Внимательно наблюдая, как он, забрызганный грязью и не на шутку встревоженный, стоит в дверях, сжимая в руке очки (упредительное действие, которым он никогда не пренебрегал, если существовала хоть малейшая опасность казаться сконфуженным), и, безусловно, ждет, пока какая-нибудь добрая душа не предложит ему стул, Альба подумала, что ей нечасто приходилось видеть человека, который бы выглядел более царственно смешным. Ищущий быть Богом, подумала Альба, в рабской надменности ничтожного зла.
— Будто что-то, — сказала она Б. М., - собака принесла в пасти.

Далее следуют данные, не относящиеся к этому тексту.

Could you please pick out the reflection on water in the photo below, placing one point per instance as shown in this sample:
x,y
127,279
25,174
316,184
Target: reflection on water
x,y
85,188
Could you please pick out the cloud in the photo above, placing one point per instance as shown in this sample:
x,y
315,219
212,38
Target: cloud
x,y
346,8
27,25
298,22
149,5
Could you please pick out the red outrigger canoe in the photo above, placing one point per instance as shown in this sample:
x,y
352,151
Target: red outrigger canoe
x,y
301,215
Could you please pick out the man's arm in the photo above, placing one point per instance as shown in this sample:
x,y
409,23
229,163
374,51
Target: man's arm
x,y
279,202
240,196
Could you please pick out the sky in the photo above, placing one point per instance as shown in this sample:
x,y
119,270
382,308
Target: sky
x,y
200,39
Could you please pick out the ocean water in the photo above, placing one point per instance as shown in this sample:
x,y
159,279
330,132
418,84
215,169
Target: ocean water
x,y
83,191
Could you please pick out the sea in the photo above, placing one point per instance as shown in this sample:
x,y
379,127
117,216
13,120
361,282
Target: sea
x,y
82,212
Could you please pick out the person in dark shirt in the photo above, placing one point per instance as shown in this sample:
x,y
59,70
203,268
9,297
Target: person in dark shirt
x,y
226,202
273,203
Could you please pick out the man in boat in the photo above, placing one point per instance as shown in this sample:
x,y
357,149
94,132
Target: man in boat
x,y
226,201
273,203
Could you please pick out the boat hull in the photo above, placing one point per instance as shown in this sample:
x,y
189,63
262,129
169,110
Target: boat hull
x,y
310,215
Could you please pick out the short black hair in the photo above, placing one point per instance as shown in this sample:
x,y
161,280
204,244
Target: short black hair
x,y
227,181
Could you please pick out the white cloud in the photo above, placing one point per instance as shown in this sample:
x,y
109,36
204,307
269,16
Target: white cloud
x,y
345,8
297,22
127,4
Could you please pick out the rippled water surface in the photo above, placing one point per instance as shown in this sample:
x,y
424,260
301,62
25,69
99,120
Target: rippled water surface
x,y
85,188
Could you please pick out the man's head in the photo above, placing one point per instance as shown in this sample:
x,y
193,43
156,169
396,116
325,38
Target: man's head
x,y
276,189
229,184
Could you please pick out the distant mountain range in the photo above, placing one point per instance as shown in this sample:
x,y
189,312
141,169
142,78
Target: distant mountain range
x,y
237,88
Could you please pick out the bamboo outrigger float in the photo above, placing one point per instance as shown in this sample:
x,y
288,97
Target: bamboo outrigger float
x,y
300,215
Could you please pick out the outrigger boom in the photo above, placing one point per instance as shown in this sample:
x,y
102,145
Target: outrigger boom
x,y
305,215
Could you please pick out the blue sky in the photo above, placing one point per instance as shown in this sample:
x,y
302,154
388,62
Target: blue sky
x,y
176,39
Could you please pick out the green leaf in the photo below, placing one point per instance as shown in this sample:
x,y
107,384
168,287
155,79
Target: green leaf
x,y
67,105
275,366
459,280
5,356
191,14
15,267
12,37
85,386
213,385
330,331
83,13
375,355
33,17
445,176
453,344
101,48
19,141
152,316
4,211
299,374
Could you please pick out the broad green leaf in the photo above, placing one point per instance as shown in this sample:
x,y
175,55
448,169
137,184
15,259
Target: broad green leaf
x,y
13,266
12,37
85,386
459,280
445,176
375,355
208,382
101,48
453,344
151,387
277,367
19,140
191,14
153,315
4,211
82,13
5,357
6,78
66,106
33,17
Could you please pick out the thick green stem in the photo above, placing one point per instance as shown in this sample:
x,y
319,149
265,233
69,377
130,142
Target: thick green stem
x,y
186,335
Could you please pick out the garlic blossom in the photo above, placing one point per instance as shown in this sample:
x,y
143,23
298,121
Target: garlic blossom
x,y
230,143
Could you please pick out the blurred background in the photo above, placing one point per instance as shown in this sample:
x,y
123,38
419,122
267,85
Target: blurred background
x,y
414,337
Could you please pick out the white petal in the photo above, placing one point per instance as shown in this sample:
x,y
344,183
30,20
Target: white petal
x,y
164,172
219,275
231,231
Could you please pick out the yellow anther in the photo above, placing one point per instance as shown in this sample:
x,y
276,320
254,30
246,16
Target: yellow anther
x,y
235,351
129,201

Б. М. подыграл ей, он повысил ставку.
— Будто нечто, — сказал он, — что, по зрелому размышлению, собака приносить бы не стала.
Он хохотнул и засопел этой тупой остроте, словно сам ее придумал. В непреодолимом порыве сострадания она резко встала со стула.
— Nino,[500] — позвала она без церемоний или стеснения.
Для Белаквы этот крик был что глоток родниковой воды в темнице. Он поплелся на голос.
— Подвинься, — сказала она Б. М., - и освободи место.
Каждому в ряду пришлось подвинуться на один стул.
— Nino, — позвала она снова, похлопывая по освободившемуся месту, — сюда.
Белаква тяжело рухнул на соседний стул. Вот видите, теперь они рядом. Она положила руку ему на рукав. Он сидел, уставившись в пол, опустив голову и вяло пощипывая грязные старые брюки. Она потрясла его за плечо, он поднял голову и посмотрел на нее. К ее отвращению, он плакал.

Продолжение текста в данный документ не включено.